In the course of the evening, they portray not only themselves as young students, but also their parents, various teachers,
|competition adjudicators and, in one case, even a drunk at a piano bar.
They spout the line every frustrated music student has told his teacher at one point or another ("It sounded better at home") as well as the retort the same students have made to parents who insist they practice ("These are the best years of my life!")
Sharing the keyboard as rivals, they kick each other off the piano bench without missing a note. But when they earnestly try to work together playing a four-hand rendition of Grieg’s "In the Hall of the Mountain King" in a competition the evening achieves one of its sweetest, and funniest moments.
Smiling at the audience while Greenblatt plays the opening, young Dykstra has a sudden attack of nerves, forgets the piece, hits his head on the piano and bursts out crying. Greenblatt makes a valiant attempt to play both parts, but the only duet they end up playing is one of tears, not notes.
Later, the two are boning up on Liszt for a conservatory audition when they segue into everything from Beatles music to a soap-opera theme.
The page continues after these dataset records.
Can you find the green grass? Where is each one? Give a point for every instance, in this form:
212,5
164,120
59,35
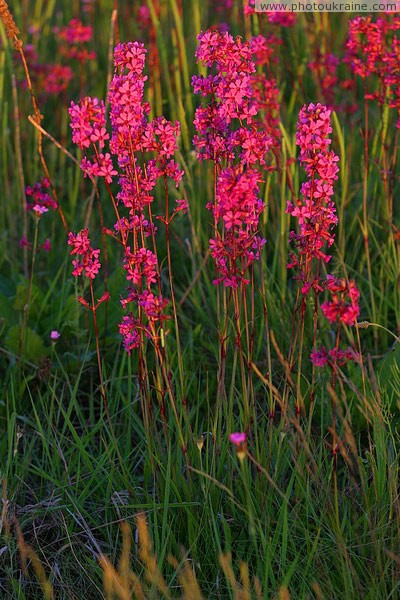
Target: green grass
302,526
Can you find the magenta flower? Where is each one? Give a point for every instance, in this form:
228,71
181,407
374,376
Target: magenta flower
344,306
40,200
238,438
88,263
315,211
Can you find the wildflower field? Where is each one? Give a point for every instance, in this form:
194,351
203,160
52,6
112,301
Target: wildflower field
199,301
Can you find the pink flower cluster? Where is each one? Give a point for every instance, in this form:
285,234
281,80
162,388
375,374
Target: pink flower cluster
230,129
74,38
144,152
344,306
40,201
227,125
88,263
238,207
321,357
315,212
373,51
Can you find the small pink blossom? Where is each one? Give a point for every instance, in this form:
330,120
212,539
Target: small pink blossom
238,438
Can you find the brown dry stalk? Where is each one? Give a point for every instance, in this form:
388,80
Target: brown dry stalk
12,30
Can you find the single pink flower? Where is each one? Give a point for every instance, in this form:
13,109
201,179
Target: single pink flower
238,438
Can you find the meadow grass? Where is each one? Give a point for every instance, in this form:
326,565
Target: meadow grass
126,501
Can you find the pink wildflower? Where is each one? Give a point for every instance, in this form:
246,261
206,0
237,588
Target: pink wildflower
88,263
238,438
344,306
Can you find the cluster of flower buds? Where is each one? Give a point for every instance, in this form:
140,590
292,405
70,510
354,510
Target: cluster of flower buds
230,129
Dykstra is embarrassed when, deep into an all-out imitation of Jerry Lee Lewis playing "Great Balls of Fire," the stern
|conservatory examiner enters the room.
The more versatile actor of the pair, Dykstra is especially comical as a young boy, complete with squirming body language and broad facial expressions. Greenblatt is more often the straight man of the duo, but both men who have been performing this show for two years have a wonderfully comfortable rapport on stage.
Though some of what they relate is painful, they clearly relish sharing an important part of their childhoods with an audience. It’s as if they are introducing us to an old friend a friend they may have resented at times, even fought with, but one they ultimately remember fondly.
Plays for two actors are commonly referred to as two-handers, a term that is clearly an inadequate description of "2 Pianos 4 Hands." Furthermore, though the title gives first billing to the instruments, this is a play that could be about sports or mathematics or just about any field in which a child shows early talent that may or may not translate into genius. In the end, it has a lesson for those who studied diligently but never quite made it: You never know when all that hard work may come in handy.